A daily rollup cannot save you. The cap has to fire synchronously, in front of the next provider call.

The four architectural options

Where can a budget cap live? In one of four places, plus combinations.

Option 1 — Application-level: max_tokens and turn limits

This is what every agent framework ships with. You set max_tokens=4096 on each call, you set max_iterations=10 on the agent loop, and you pray.

What it gets right: Free. No infrastructure. Fires per-call instantly.

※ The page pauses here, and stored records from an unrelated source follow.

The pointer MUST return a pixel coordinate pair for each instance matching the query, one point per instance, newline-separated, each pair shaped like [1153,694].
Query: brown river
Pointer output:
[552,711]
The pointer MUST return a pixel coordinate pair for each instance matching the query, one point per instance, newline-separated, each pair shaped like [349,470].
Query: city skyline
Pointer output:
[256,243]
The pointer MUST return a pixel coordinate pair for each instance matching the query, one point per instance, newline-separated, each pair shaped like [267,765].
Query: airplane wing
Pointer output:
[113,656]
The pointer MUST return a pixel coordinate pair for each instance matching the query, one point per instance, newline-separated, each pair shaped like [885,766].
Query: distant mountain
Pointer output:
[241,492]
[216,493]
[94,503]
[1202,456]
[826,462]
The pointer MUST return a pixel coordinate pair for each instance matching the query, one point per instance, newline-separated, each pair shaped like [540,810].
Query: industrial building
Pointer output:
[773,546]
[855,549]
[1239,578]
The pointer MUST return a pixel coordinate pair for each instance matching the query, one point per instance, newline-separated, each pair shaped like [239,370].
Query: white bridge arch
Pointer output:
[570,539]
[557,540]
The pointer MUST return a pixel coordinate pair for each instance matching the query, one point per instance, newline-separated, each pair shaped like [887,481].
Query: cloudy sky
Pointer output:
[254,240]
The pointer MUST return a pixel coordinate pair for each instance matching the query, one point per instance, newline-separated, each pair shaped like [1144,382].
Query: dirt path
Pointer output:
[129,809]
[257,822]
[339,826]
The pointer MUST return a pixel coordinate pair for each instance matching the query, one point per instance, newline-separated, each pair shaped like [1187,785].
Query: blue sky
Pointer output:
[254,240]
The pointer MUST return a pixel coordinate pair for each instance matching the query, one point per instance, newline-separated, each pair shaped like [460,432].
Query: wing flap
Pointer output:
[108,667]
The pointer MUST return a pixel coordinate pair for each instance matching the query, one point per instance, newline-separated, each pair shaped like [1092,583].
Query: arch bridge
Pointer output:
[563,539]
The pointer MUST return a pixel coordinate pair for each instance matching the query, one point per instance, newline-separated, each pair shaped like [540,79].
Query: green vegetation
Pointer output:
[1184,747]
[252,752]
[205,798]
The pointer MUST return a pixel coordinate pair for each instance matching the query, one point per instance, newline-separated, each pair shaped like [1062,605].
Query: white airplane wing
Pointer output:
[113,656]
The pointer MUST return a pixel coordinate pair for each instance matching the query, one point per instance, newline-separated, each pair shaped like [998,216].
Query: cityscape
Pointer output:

What it gets wrong: Doesn't bound the cumulative cost of a run. Ten iterations × 4096 output tokens × $0.06/1k = $2.45 worst case. Twenty iterations on a more expensive model ≈ $20. The agent can hit max_iterations and exit gracefully — except the framework you're using might silently restart the agent on certain errors, or the developer wrote a wrapper that retries on timeout. Per-call caps don't compose into a per-run cap, and they definitely don't compose into a per-day or per-tenant cap.

Verdict: Required, but not sufficient. Set them anyway, but they're a per-call safety net, not a budget.

Option 2 — Provider-level: OpenAI / Anthropic spend caps

Both OpenAI and Anthropic let you set a monthly spend cap on your organisation. Hit it, the API returns an error.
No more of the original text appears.